Chest X-ray is used if enlarged heart is suspected. Damaged heart releases specific enzymes which can be measured by a blood test. Coronary angiography is another test used to get an image of the coronary blood vessels. 

A dye injected into the blood stream helps to obtain detailed images of the blood vessels. Cardiac CT scan provides images of heart and blood vessel, showing narrowed arteries.

5 Treatment

Coronary bypass surgery, stenting, angioplasty, medications, and lifestyle changes are the common treatment methods used for angina. These methods help to reduce the frequency and severity of angina. Treatment of angina is important to reduce the risk of heart attack

Medications – medications are often suggested when the symptoms cannot be controlled by lifestyle changes. Nitrates are used to widen the blood vessels, improving the flow of blood. Nitroglycerin tablets is an example of nitrate used to obtain immediate relief. 

Aspirin is a blood thinner and improves the flow of blood in vessel. They prevent blood clots and make it easier to flow. Clopidogrel, prasugrel, and ticagrelor are also clot-preventing drugs. Beta blockers block the effect of epinephrine and reduce blood pressure. They also help the blood vessels to relax and improve blood flow. 

Statins are used to prevent atherosclerosis, thus preventing blockage of blood vessels. Calcium channel blockers are also effective in relaxing and widen the blood vessels. 

Angioplasty – in this procedure a small balloon is inserted into the artery. The balloon is then inflated at the narrowed portion of the blood vessel. This helps to widen the artery.
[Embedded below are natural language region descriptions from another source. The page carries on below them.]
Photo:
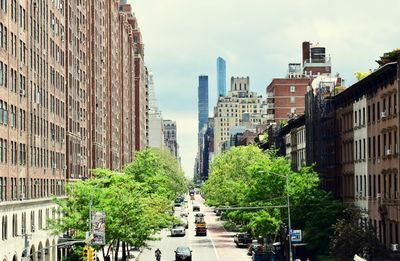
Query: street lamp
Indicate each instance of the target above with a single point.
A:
(288, 203)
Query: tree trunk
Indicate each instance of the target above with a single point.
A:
(123, 251)
(116, 250)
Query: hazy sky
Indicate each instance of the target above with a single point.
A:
(257, 38)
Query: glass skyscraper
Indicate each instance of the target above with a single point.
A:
(221, 76)
(203, 101)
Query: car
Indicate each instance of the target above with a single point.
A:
(183, 254)
(253, 247)
(178, 230)
(242, 239)
(199, 218)
(184, 222)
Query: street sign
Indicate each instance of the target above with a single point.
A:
(296, 235)
(99, 228)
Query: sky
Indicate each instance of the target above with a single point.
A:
(257, 38)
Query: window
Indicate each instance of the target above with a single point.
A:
(355, 118)
(23, 223)
(40, 220)
(4, 228)
(15, 226)
(32, 221)
(373, 112)
(363, 116)
(369, 114)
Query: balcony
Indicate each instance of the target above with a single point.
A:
(269, 117)
(270, 106)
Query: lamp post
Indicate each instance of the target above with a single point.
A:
(288, 204)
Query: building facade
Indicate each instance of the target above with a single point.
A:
(221, 77)
(239, 107)
(170, 137)
(156, 123)
(285, 96)
(141, 90)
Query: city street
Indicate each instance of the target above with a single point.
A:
(216, 246)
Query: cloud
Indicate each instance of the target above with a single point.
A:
(258, 38)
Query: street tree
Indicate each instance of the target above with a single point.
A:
(137, 204)
(248, 177)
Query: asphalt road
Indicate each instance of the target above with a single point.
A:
(216, 246)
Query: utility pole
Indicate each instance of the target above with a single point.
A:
(289, 222)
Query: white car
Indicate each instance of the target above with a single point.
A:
(178, 230)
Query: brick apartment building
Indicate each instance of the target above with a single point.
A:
(69, 101)
(285, 96)
(353, 139)
(372, 105)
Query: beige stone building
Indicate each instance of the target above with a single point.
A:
(240, 107)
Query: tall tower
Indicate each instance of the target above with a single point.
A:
(221, 76)
(203, 101)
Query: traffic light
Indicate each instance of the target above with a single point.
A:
(85, 253)
(90, 256)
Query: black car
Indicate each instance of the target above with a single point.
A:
(254, 247)
(183, 254)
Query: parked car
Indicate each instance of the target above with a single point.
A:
(219, 212)
(178, 230)
(183, 254)
(242, 239)
(253, 247)
(199, 218)
(185, 222)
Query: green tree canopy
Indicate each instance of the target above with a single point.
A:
(137, 202)
(248, 177)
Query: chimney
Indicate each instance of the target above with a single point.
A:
(306, 51)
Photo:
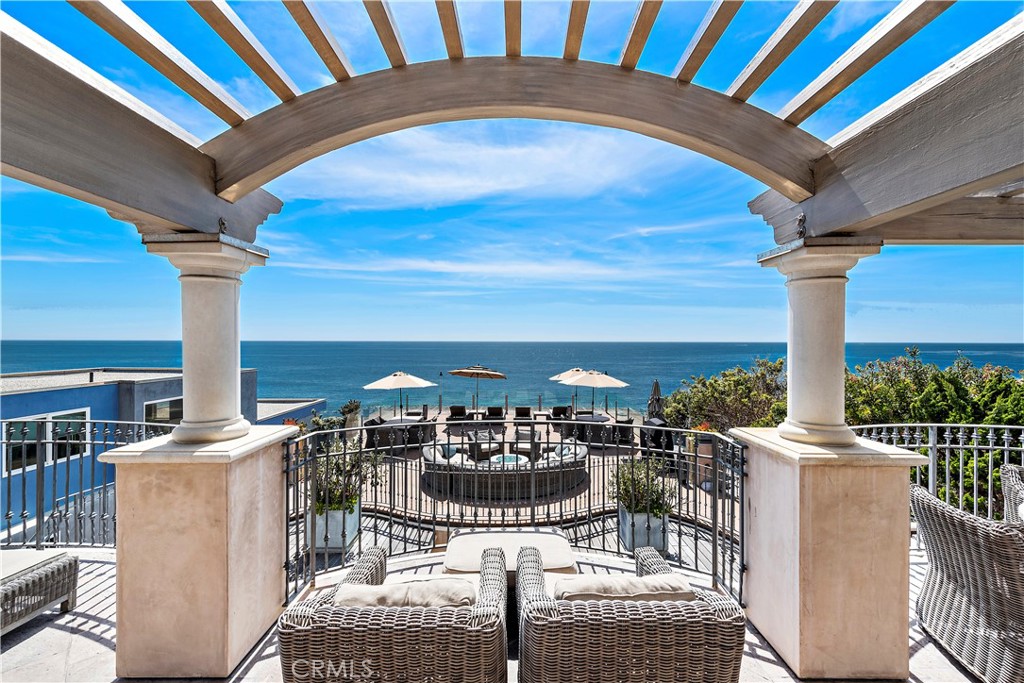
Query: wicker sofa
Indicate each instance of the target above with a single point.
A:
(321, 641)
(612, 640)
(1012, 477)
(972, 601)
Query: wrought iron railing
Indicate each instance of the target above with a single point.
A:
(54, 491)
(964, 461)
(408, 484)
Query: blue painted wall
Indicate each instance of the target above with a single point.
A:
(17, 491)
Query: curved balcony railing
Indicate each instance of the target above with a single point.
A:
(964, 461)
(406, 484)
(54, 491)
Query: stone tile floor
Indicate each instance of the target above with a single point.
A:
(79, 646)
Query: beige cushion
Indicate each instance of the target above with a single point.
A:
(466, 548)
(433, 593)
(603, 587)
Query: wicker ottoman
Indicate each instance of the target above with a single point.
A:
(33, 582)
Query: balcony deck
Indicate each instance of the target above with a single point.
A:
(79, 646)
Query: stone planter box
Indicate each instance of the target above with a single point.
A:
(342, 527)
(641, 529)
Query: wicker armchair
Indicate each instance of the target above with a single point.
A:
(611, 641)
(321, 641)
(972, 601)
(1013, 493)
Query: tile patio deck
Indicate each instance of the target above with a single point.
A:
(79, 646)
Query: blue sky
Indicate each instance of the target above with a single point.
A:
(499, 229)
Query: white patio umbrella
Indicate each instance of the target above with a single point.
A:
(399, 381)
(595, 380)
(560, 377)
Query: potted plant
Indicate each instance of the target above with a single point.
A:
(645, 499)
(339, 476)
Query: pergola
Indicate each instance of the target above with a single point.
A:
(940, 163)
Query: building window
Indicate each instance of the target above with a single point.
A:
(166, 412)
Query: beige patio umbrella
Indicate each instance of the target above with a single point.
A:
(595, 380)
(478, 373)
(399, 381)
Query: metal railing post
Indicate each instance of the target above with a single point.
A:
(933, 459)
(41, 480)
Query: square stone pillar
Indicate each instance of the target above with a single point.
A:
(827, 547)
(200, 552)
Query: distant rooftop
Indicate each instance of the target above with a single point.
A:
(60, 379)
(270, 408)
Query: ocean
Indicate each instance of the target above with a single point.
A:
(337, 371)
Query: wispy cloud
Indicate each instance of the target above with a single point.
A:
(442, 166)
(54, 258)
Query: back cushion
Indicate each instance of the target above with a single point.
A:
(433, 593)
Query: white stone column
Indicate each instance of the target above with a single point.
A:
(211, 268)
(816, 345)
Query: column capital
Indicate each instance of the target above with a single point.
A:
(798, 260)
(200, 253)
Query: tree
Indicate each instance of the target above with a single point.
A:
(735, 397)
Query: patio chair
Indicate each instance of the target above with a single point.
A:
(33, 582)
(1013, 493)
(610, 640)
(972, 597)
(398, 643)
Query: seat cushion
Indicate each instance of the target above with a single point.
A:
(432, 593)
(603, 587)
(466, 548)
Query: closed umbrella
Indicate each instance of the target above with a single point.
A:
(478, 373)
(655, 404)
(399, 381)
(595, 380)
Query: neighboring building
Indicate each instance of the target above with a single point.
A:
(68, 399)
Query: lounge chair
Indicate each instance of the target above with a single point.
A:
(398, 643)
(973, 591)
(611, 640)
(1012, 477)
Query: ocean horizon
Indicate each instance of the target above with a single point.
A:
(337, 371)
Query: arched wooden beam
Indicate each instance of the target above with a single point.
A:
(738, 134)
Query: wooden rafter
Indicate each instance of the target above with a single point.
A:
(116, 18)
(70, 130)
(714, 25)
(953, 133)
(741, 135)
(232, 31)
(387, 31)
(643, 22)
(907, 18)
(573, 34)
(449, 17)
(513, 28)
(320, 36)
(793, 31)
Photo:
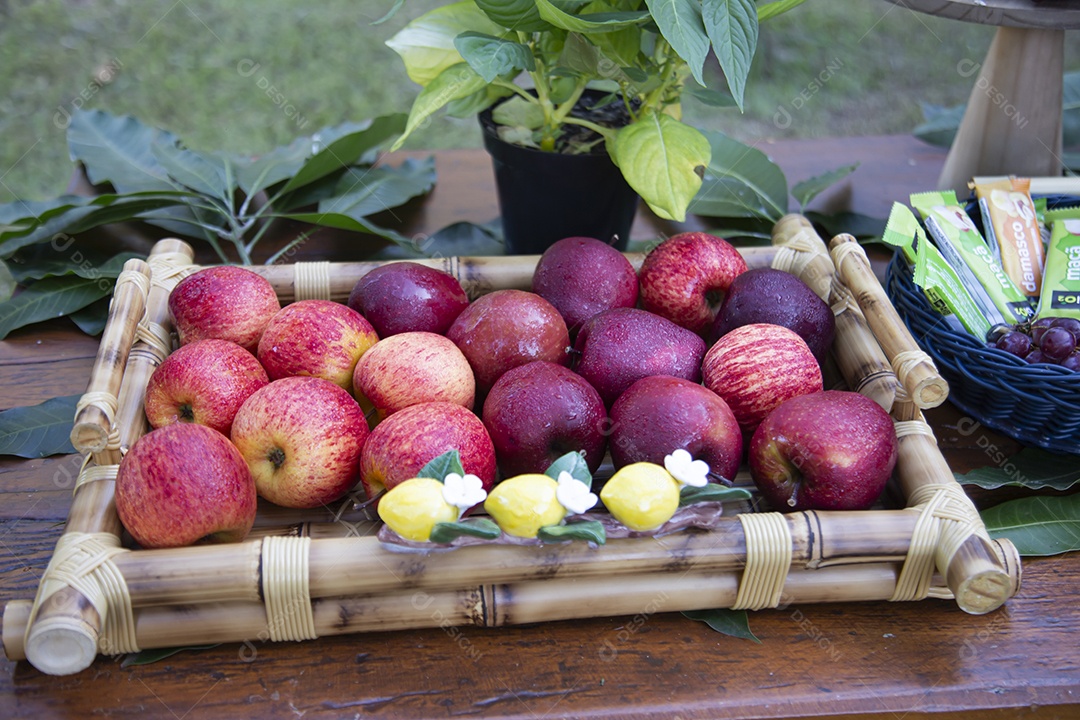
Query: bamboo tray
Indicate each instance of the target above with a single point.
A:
(302, 575)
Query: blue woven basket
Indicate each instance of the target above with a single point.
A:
(1038, 405)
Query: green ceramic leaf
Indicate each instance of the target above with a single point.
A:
(810, 188)
(443, 465)
(663, 161)
(39, 431)
(732, 27)
(476, 527)
(1030, 467)
(711, 492)
(591, 531)
(455, 82)
(53, 297)
(682, 25)
(729, 622)
(572, 463)
(1038, 526)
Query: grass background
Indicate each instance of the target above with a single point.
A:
(246, 76)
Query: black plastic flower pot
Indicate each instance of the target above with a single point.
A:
(544, 197)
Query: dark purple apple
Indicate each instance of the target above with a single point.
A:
(538, 412)
(582, 276)
(660, 413)
(622, 345)
(764, 295)
(826, 450)
(405, 297)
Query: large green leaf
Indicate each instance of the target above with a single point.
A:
(38, 431)
(455, 82)
(741, 181)
(1037, 526)
(1030, 467)
(732, 27)
(118, 149)
(342, 146)
(682, 25)
(591, 23)
(426, 44)
(810, 188)
(663, 161)
(491, 57)
(729, 622)
(53, 297)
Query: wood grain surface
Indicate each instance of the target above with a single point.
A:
(913, 661)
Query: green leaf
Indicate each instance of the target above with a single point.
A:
(477, 527)
(591, 23)
(118, 150)
(729, 622)
(148, 656)
(572, 463)
(683, 27)
(91, 320)
(1038, 526)
(39, 431)
(443, 465)
(342, 146)
(810, 188)
(491, 57)
(453, 83)
(732, 27)
(772, 9)
(591, 531)
(741, 181)
(711, 492)
(663, 161)
(1030, 467)
(426, 44)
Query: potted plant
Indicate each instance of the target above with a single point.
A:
(598, 82)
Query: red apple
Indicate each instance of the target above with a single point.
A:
(316, 338)
(538, 412)
(225, 302)
(414, 367)
(204, 382)
(185, 484)
(827, 450)
(404, 443)
(301, 438)
(758, 366)
(685, 277)
(620, 347)
(659, 415)
(764, 295)
(507, 328)
(582, 276)
(403, 297)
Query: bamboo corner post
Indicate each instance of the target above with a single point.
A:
(864, 366)
(914, 367)
(81, 591)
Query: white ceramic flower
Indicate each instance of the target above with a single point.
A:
(574, 494)
(463, 492)
(686, 470)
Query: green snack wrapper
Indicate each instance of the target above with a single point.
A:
(1061, 277)
(968, 254)
(940, 283)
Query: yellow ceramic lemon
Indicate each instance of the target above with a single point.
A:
(525, 503)
(414, 507)
(642, 496)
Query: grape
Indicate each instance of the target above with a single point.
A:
(1014, 342)
(1057, 343)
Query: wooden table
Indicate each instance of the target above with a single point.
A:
(912, 661)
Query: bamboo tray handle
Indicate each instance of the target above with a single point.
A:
(914, 368)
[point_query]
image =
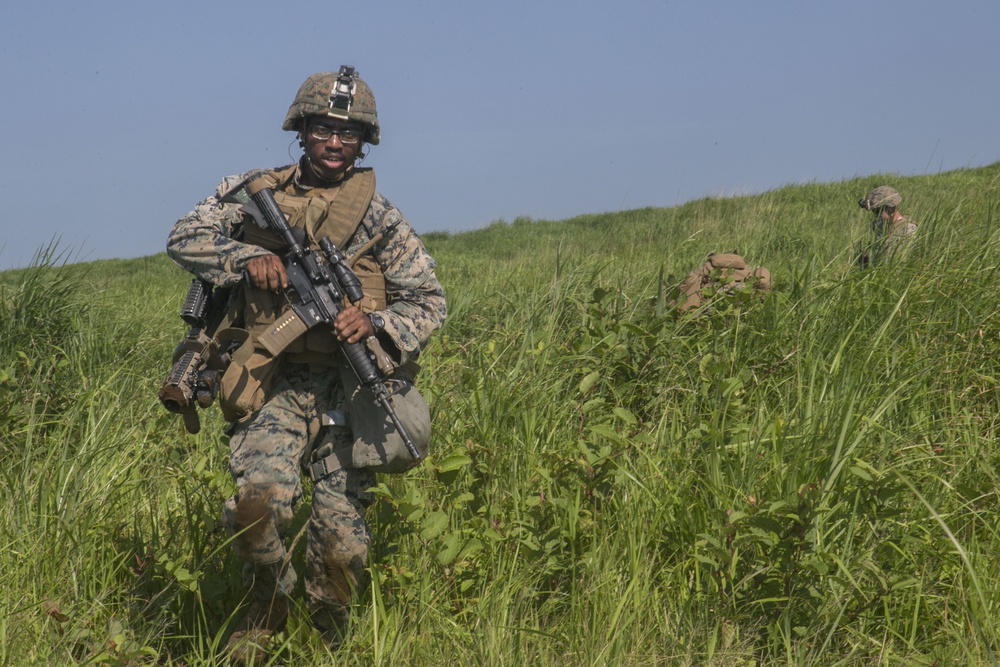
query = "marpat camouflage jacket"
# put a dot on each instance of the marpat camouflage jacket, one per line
(204, 242)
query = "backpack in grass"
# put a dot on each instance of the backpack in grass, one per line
(722, 273)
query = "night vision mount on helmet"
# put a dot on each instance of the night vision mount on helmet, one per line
(342, 95)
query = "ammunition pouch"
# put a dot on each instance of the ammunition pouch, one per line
(254, 366)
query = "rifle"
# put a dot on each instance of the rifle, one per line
(198, 362)
(317, 288)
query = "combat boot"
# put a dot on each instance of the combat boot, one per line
(249, 642)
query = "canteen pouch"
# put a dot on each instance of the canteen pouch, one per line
(377, 444)
(250, 376)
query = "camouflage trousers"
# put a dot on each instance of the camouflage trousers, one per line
(267, 455)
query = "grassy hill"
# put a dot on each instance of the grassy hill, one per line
(807, 480)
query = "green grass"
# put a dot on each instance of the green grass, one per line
(807, 480)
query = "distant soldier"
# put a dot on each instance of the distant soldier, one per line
(890, 230)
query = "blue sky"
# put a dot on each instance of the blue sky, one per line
(116, 118)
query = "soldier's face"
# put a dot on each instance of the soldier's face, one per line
(330, 158)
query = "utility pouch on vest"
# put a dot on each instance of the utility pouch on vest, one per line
(250, 376)
(377, 444)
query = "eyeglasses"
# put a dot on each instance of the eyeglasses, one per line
(348, 136)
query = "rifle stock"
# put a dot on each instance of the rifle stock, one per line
(197, 362)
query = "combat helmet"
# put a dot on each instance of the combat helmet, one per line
(341, 95)
(880, 197)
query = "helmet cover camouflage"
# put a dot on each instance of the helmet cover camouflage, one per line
(341, 95)
(882, 196)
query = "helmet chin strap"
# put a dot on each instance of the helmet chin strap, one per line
(320, 177)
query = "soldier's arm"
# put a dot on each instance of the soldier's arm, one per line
(415, 297)
(205, 241)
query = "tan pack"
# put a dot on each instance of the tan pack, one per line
(722, 272)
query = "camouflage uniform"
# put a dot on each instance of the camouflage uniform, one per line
(268, 452)
(887, 236)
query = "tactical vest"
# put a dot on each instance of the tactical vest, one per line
(334, 213)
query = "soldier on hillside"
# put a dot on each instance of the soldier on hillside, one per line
(300, 420)
(889, 229)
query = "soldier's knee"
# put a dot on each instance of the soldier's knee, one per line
(251, 520)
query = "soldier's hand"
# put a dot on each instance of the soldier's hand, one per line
(351, 325)
(267, 272)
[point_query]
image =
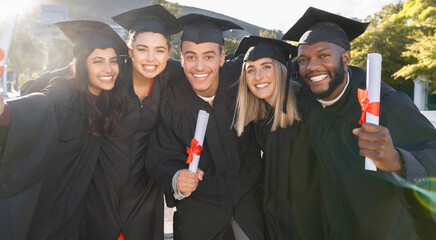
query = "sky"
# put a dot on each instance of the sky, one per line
(282, 14)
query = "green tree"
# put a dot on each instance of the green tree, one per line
(385, 35)
(420, 16)
(267, 34)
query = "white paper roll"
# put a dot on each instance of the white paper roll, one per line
(373, 82)
(200, 131)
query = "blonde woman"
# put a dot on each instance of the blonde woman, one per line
(289, 186)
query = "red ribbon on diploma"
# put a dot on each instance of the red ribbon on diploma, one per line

To keep the artery open a small wire mesh is inserted. 

This procedure is recommended mostly of unstable angina. 

Coronary artery bypass surgery – in this procedure a vein or artery is used to bypass the block in the artery. This method can be used for both stable and unstable angina. 

6 Prevention

Lifestyle changes are the best way to prevent angina. This includes quitting smoking, controlling hypertension and high cholesterol levels, healthy diet, regular exercise, maintaining a healthy weight, and reducing stress are the best changes for avoiding angina.

7 Alternative and Homeopathic Remedies

A few alternative and homeopathic remedies exist for Angina.

Amyl nitrite is used in homeopathy for widening the blood vessels. Glonoine, Spigelia, Cimicifuga, and crataegus helps to control pain and chest discomfort. Garlic, lemon, basil, honey, onion, and citrus fruits are home remedies suggested for controlling angina. 

Supplements of coenzyme Q10, hawthorn, L-carnitine, and fish oil are considered to be helpful in controlling the symptoms.

8 Lifestyle and Coping

Lifestyle changes are necessary in order to cope with Angina. This includes: 

  • Quitting smoking
  • Healthy diet
  • Regular exercise
  • Weight loss 
  • Treat underlying diseases 
  • Avoid large meals
  • Manage stress

9 Risks and Complications

Heart attack is the most serious complication of angina.